Von Wolfgang Wiesmann

Vierter Haltern-Krimi spielt in Sythen – zwischen Fiktion und Realität

Wie auch in seinen ersten drei Krimis hat Wolfgang Wiesmann die Handlung seines vierten Buches nach Haltern verlegt. Er stützt sich auf das Tagebuch des Wärters eines Kriegsgefangenenlagers.
Auch der Opferstein in den Borkenbergen spielt eine zentrale Rolle im neuen Wiesmann-Krimi. © Antje Bücker

Ein halbes Jahr ist vergangen vom Niederschreiben des ersten Kapitels bis zur Abgabe des fertigen Manuskripts an den OCM Verlag in Dortmund. Die Idee zu seinem vierten Kriminalroman gab es allerdings schon viel länger.

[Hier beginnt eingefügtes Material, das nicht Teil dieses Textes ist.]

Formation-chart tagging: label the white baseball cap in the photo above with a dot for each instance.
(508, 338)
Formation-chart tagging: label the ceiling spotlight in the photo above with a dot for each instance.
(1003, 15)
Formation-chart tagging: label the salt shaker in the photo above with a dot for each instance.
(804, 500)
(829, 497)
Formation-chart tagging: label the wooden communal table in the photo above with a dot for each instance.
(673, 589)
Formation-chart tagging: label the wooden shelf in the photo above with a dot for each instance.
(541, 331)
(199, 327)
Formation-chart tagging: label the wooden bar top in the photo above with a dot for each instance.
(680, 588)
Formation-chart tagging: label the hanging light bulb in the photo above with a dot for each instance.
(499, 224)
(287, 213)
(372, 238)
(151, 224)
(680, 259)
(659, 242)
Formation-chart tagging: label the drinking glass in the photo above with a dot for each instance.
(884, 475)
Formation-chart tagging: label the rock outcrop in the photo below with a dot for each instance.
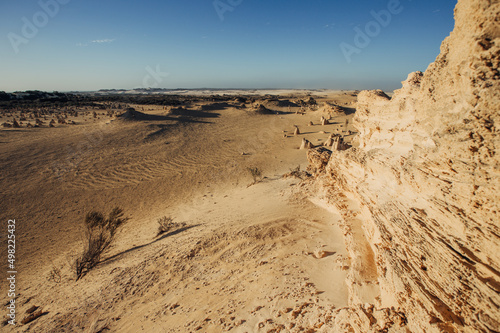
(420, 194)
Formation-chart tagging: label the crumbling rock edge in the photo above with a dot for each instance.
(419, 196)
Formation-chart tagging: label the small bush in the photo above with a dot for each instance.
(256, 174)
(99, 233)
(166, 224)
(54, 274)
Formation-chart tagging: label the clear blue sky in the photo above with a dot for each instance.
(98, 44)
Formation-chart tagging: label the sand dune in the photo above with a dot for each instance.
(244, 257)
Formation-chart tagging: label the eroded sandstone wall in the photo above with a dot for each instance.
(425, 179)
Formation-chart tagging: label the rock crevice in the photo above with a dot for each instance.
(423, 183)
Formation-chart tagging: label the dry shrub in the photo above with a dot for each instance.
(256, 174)
(100, 233)
(54, 274)
(166, 224)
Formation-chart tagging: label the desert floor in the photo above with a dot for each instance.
(259, 258)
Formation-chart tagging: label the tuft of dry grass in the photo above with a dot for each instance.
(256, 174)
(99, 235)
(166, 224)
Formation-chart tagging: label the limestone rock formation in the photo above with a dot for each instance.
(420, 196)
(306, 144)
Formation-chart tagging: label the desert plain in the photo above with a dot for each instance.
(242, 254)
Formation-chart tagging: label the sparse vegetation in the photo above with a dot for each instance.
(166, 224)
(54, 274)
(256, 174)
(297, 173)
(100, 233)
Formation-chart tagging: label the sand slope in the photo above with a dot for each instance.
(249, 258)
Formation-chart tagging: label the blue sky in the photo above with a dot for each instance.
(90, 45)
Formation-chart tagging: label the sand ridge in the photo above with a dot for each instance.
(247, 255)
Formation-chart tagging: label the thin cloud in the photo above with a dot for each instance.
(101, 41)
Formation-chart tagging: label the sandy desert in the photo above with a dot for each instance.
(263, 210)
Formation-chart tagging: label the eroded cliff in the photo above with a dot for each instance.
(420, 194)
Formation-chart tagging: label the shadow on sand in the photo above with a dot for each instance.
(162, 237)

Wolfgang Wiesmann arbeitet bereits am nächsten Haltern-Krimi. Der spielt im Milieu eines Frauenfußballvereins. © Antje Bücker © Antje Bücker

Wie auch in seinen ersten drei Krimis hat Wolfgang Wiesmann die im Stil einer realen Fiktion verfasste Handlung nach Haltern und Umgebung verlegt. Diesmal spielen sich in der Nähe von Sythen, Hausdülmen, den Borkenbergen und Börnste kriminelle Machenschaften ab, welche wie in den Romanen zuvor von Kommissarin Fey Amber aus Münster aufgeklärt werden.

Der Handlungsbogen umfasst Zeitraum von 100 Jahren

Um herauszufinden, wie die kürzliche Ermordung einer Frau aus Dülmen mit der angeblich versteckten Beute aus dem Überfall auf den Chauffeur des Grafen Westerholt vor 50 Jahren zusammenhängt und inwiefern ein Brief des Komponisten Beethoven an seine geliebte Wilhelmine von Westerholt und ein ehemaliger französischer Kriegsgefangener damit zu tun haben, muss die Kommissarin ihr ganzes kriminalistisches Kombinationsvermögen aufbringen. Der gesamte Handlungsbogen umfasst dabei einen Zeitraum von 100 Jahren.

Hier gibt es „Die verschollene Beute“

Zu erwerben ist der Roman „Die verschollene Beute“ für 12 Euro in der Buchhandlung Kortenkamp und bei Cleve.

Wiesmann arbeitet bereits an seinem fünften und letzten Haltern-Krimi, der diesmal im Milieu eines Frauenfußballvereins spielen wird und voraussichtlich im Sommer 2021 erscheint.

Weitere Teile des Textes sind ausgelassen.